The goal is to discover sentence-level writing patterns across proficiency levels using clustering and visualization techniques.
This work was developed as part of a personal NLP research portfolio to showcase data preprocessing, feature engineering, and unsupervised learning skills on real-world L2 language data.
The project builds on previous research into syntactic complexity in second language writing.
The pipeline includes:
- Data Cleaning & Sentence Splitting
- Feature Engineering
- Sentence length
- Type-Token Ratio (TTR)
- POS ratios (noun, verb, adjective)
- Syntactic depth (dependency distance)
- Feature Correlation Analysis
- Dimensionality Reduction
- PCA
- t-SNE (for visualization)
- Clustering
- KMeans clustering of sentence features
- Interpretation
- Example sentences + feature averages per cluster
All steps were implemented manually in Python without external linguistic toolkits (like TAASSC) to demonstrate full control over feature engineering.
This project uses all 5600 samples in Written Essays (WE) from the ICNALE corpus, a publicly available collection of English essays written by second language users.
Note:
The ICNALE dataset is not included in this repository due to licensing restrictions.
To reproduce the full pipeline, please request access and download the dataset from the official ICNALE website linked above.
Once obtained, place the dataset files in data/raw/
as described in data/raw/README.md
.
Two main visualizations were created:
-
The PCA plot shows the global structure of sentence complexity clusters across two principal components.
A large distinct yellow cluster (Cluster 4) represents sentences that differ greatly (likely longer or more complex sentences), while a dense purple core (Cluster 0) suggests short or simple sentence structures. -
The t-SNE plot focuses on local structure and reveals tighter, well-separated neighborhood clusters.
Distinct shapes and densities suggest subtle syntactic and lexical variation across learner sentence groups.
The clusters were interpreted using a two-step process combining qualitative review and quantitative feature analysis.
First, a sample of sentences from each cluster was reviewed. This provided initial qualitative impressions of the sentence types based on length, grammatical structure, and writing style. Example observations included short, awkward beginner sentences (e.g., "I agree this statement.") and very long, complex argumentative sentences with hedging and multi-clause structures.
Second, sentence-level linguistic features were analyzed numerically across clusters. Key features included sentence length (num_tokens), type-token ratio (ttr), and part-of-speech ratios (noun_ratio, verb_ratio, adj_ratio).

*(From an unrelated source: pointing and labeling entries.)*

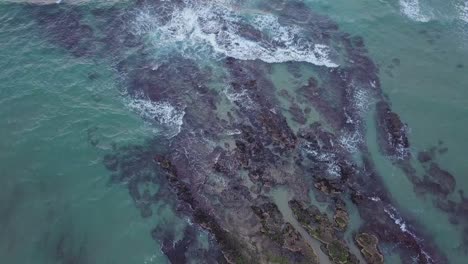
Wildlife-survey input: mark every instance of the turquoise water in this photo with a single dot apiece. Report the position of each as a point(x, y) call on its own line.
point(60, 115)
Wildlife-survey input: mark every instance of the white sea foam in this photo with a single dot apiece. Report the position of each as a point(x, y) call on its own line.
point(393, 214)
point(412, 9)
point(164, 113)
point(351, 141)
point(214, 28)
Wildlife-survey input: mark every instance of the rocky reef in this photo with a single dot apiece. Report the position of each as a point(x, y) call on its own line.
point(225, 150)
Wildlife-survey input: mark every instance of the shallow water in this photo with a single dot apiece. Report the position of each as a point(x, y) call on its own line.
point(61, 114)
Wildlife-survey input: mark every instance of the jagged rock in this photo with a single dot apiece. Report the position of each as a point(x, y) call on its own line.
point(341, 218)
point(368, 244)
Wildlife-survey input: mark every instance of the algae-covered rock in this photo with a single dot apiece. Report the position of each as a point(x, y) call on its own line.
point(341, 218)
point(368, 245)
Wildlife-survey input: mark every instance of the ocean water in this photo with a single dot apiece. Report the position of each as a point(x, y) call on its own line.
point(65, 108)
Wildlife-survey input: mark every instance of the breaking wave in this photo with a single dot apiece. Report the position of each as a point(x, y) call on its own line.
point(164, 113)
point(218, 28)
point(412, 9)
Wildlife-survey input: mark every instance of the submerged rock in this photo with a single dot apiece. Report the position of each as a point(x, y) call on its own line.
point(392, 132)
point(368, 244)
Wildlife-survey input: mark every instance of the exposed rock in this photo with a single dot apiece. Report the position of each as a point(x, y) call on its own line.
point(392, 132)
point(368, 244)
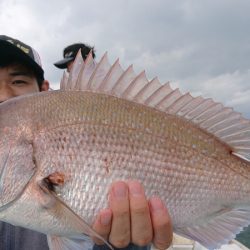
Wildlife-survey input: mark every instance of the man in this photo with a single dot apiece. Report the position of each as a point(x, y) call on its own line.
point(130, 218)
point(70, 52)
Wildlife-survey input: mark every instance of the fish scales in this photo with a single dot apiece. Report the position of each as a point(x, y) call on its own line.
point(93, 138)
point(104, 138)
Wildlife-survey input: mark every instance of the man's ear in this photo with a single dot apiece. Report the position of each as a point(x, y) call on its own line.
point(45, 85)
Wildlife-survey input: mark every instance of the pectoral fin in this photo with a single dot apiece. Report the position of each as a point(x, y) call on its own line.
point(62, 243)
point(62, 211)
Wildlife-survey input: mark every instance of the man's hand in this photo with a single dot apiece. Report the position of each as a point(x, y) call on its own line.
point(131, 218)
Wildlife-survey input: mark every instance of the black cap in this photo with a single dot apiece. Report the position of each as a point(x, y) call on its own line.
point(10, 47)
point(70, 52)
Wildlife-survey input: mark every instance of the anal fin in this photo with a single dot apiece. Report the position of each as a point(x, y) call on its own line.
point(60, 210)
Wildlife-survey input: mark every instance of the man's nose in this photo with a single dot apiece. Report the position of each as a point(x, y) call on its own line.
point(6, 92)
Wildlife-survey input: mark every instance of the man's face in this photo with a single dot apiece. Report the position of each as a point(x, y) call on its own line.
point(16, 80)
point(69, 66)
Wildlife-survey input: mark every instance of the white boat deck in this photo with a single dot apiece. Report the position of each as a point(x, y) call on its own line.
point(181, 243)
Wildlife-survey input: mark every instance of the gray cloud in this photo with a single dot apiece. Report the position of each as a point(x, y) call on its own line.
point(200, 46)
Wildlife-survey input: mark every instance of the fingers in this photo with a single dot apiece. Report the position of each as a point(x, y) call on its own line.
point(162, 225)
point(119, 203)
point(102, 225)
point(141, 228)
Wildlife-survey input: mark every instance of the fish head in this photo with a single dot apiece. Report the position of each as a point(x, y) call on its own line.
point(16, 154)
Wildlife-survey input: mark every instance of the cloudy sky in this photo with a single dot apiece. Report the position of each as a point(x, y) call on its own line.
point(201, 46)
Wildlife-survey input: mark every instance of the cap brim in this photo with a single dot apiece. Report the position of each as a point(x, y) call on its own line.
point(62, 64)
point(8, 50)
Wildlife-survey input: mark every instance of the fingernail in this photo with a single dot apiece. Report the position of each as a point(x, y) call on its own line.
point(156, 204)
point(106, 218)
point(120, 190)
point(135, 188)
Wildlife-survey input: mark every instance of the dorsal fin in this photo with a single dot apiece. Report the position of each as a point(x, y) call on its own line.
point(224, 123)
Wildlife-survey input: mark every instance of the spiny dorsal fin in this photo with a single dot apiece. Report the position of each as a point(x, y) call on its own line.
point(224, 123)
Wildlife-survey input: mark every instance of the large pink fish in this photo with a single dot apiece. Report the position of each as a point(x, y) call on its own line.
point(61, 150)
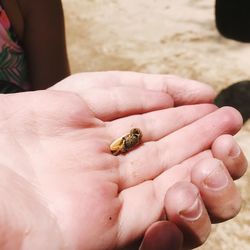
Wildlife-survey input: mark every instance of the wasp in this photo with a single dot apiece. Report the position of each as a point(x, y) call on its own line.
point(125, 143)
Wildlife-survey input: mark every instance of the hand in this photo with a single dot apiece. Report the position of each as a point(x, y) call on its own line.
point(63, 176)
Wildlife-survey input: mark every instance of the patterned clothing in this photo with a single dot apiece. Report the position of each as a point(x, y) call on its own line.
point(13, 67)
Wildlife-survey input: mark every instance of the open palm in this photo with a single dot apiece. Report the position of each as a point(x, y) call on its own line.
point(85, 197)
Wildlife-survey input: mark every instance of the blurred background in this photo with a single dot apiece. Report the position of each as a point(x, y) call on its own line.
point(171, 37)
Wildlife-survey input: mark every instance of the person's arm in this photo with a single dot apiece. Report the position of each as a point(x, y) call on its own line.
point(44, 41)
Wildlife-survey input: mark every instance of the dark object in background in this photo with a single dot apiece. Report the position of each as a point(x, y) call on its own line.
point(8, 87)
point(233, 19)
point(236, 95)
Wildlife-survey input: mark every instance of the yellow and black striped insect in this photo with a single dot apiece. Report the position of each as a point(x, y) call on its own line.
point(125, 143)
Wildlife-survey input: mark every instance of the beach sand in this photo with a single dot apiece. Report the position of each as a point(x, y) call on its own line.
point(171, 37)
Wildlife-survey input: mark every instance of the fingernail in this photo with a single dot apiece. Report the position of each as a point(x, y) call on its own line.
point(192, 212)
point(217, 179)
point(235, 151)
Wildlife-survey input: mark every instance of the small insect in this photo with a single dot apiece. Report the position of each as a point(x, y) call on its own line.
point(124, 143)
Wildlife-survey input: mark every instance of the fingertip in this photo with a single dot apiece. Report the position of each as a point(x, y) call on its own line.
point(185, 208)
point(217, 189)
point(226, 149)
point(231, 119)
point(162, 235)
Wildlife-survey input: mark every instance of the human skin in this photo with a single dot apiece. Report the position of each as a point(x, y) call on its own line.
point(63, 189)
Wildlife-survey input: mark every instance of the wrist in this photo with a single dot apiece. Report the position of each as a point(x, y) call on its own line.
point(25, 223)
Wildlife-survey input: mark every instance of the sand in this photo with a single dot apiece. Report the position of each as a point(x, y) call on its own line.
point(172, 37)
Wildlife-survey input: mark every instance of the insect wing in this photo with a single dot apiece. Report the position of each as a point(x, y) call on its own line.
point(117, 146)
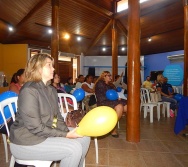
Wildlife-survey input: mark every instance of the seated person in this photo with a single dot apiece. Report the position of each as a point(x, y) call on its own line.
point(55, 82)
point(17, 81)
point(79, 81)
point(118, 82)
point(102, 85)
point(169, 86)
point(87, 86)
point(69, 86)
point(148, 84)
point(39, 132)
point(165, 96)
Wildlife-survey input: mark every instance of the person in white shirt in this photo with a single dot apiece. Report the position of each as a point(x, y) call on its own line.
point(87, 86)
point(80, 81)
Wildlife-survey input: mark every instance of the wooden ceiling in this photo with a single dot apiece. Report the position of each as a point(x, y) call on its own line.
point(162, 20)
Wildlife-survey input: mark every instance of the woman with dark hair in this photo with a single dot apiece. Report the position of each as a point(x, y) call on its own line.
point(17, 81)
point(102, 85)
point(69, 86)
point(39, 132)
point(55, 82)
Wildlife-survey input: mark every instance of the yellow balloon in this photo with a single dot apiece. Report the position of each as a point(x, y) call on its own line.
point(98, 122)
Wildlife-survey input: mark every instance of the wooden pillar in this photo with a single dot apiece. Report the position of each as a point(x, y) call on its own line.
point(133, 63)
point(55, 34)
point(185, 93)
point(114, 51)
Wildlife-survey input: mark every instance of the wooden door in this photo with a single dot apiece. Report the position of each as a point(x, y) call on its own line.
point(65, 70)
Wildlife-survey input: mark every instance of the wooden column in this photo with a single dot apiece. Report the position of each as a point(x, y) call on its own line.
point(185, 93)
point(114, 51)
point(55, 34)
point(133, 63)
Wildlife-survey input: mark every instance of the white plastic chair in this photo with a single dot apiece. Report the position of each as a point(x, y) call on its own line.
point(95, 140)
point(148, 105)
point(65, 105)
point(8, 102)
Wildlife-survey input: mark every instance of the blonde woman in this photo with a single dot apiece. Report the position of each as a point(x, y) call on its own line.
point(102, 85)
point(165, 96)
point(39, 132)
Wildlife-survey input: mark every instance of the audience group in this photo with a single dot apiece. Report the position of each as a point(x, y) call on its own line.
point(161, 90)
point(37, 86)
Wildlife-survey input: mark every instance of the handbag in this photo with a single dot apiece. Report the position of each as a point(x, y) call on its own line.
point(74, 117)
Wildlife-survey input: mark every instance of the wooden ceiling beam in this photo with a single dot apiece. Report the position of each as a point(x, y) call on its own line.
point(122, 28)
point(94, 8)
point(31, 13)
point(100, 34)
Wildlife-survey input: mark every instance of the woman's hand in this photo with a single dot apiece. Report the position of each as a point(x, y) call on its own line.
point(72, 134)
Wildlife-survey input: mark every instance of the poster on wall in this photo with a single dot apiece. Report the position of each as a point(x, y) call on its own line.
point(174, 73)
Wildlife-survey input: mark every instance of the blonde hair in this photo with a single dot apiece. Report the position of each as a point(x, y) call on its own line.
point(34, 65)
point(101, 77)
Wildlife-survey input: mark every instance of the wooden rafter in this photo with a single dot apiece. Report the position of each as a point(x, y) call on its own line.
point(94, 8)
point(120, 25)
point(31, 13)
point(100, 34)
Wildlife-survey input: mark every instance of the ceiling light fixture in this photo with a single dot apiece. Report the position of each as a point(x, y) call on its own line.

These values provided objective evidence to refine and validate the initial hypotheses.
Both methods consistently revealed five distinct sentence types:
Cluster 0: Short, simple sentences with high verb density; typical of beginner writers.
Cluster 1: Medium-length factual statements with dense noun phrases; often used for general explanations.
Cluster 2: Longer opinion sentences mixing simple and compound structures; associated with transitional learners.
Cluster 3: Short sentences with high adjective use; descriptive or comparative structures.
Cluster 4: Very long, complex argumentative sentences; characteristic of advanced L2 writers attempting native-like syntax.
The agreement between qualitative and quantitative approaches strongly suggests that sentence complexity features can meaningfully group learner writing styles without prior labels. This validates the effectiveness of the feature design and unsupervised clustering approach.